Northwest Grain Terminal Managers Prepare
by Richard Read
With a contract expiring in five days, managers of Northwest grain terminals are preparing for a showdown with longshoremen that could far eclipse this summer's turmoil at the Port of Portland.
Half of the nation's wheat exports flow through Portland and Puget Sound ports. To keep shipments moving, managers of four Portland-area terminals and two near Seattle are hiring security forces and making arrangements with nonunion labor in anticipation of locking out striking longshoremen, according to the Columbia River Steamship Operators Association and other sources.
"I'd anticipate nothing will move with union workers," if negotiators fail to agree, said Jim Townley, the association's executive director.

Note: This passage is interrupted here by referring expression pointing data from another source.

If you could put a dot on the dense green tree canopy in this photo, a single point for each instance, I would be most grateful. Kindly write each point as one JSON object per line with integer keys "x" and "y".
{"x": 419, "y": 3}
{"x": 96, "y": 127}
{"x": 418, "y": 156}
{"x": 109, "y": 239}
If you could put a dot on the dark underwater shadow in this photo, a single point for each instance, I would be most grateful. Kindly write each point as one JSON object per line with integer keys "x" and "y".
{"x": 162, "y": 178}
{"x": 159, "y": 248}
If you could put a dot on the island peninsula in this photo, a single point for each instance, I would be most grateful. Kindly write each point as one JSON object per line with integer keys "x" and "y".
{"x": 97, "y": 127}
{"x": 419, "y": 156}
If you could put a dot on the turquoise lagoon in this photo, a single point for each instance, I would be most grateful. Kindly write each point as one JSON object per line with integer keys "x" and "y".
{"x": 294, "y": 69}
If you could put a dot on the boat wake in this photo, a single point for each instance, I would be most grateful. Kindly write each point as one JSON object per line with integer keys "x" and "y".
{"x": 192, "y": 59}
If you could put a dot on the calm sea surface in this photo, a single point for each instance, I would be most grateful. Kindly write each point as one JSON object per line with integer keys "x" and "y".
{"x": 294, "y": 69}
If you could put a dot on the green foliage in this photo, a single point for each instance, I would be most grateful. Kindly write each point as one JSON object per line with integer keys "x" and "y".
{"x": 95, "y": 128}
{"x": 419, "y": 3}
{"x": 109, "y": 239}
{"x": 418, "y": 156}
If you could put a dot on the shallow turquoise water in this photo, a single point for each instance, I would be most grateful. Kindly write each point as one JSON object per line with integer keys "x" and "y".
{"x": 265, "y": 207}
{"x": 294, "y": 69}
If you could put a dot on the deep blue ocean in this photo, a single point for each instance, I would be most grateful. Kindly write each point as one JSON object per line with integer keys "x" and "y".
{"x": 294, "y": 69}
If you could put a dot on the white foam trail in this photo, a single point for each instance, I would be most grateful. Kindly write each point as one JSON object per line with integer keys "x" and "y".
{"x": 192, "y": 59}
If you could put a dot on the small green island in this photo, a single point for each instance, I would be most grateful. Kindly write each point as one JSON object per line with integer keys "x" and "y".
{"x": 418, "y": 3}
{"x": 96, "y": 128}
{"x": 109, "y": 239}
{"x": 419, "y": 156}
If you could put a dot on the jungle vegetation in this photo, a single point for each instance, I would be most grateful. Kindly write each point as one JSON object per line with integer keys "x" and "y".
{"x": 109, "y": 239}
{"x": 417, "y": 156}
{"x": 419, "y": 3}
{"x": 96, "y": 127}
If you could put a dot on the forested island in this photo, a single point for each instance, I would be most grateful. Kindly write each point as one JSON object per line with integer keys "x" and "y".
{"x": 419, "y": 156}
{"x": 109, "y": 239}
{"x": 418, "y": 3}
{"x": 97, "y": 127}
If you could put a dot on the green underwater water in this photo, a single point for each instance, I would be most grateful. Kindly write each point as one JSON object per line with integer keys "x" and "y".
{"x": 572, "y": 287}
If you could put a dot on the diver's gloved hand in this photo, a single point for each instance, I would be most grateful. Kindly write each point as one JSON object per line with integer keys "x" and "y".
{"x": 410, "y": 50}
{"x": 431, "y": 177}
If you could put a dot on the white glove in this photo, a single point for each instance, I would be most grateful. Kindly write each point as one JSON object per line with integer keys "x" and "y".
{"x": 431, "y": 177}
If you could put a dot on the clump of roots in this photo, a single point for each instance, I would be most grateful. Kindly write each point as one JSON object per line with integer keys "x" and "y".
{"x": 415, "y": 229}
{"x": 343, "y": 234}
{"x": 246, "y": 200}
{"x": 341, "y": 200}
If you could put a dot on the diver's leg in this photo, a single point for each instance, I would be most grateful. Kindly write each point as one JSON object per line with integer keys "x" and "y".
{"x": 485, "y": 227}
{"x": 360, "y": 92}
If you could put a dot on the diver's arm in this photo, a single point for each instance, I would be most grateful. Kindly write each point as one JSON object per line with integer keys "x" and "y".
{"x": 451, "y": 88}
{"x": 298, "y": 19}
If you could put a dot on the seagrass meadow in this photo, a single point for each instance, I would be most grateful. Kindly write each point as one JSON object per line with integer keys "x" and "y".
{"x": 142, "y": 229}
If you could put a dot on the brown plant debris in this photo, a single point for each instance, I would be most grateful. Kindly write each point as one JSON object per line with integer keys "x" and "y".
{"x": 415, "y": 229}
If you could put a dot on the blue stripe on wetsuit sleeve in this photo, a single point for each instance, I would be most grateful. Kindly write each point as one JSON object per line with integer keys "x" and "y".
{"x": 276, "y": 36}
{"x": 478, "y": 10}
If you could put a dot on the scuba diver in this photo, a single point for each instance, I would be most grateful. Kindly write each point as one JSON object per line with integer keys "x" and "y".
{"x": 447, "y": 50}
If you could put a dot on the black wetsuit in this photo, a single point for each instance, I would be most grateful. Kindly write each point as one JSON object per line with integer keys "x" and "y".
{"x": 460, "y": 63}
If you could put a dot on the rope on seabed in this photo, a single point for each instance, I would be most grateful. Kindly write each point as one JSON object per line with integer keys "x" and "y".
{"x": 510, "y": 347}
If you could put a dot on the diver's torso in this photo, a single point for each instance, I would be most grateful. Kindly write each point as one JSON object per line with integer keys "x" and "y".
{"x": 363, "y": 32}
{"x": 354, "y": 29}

Longshoremen won't talk, but a leaked memo reveals dissension in their ranks.
Neither side will say how the talks are going, but with the current contract expiring Sunday, pressure is building. Even so, judging by the issues, the two sides could be far apart.
Terminal operators want to model the next contract on one struck earlier this year at Export Grain Terminal in Longview, Wash., that cut costs and boosted efficiency at the expense of longshoremen's working conditions. That agreement came only after weeks of protests in which demonstrators stormed the terminal, assaulted a guard, damaged rail cars and spilled grain.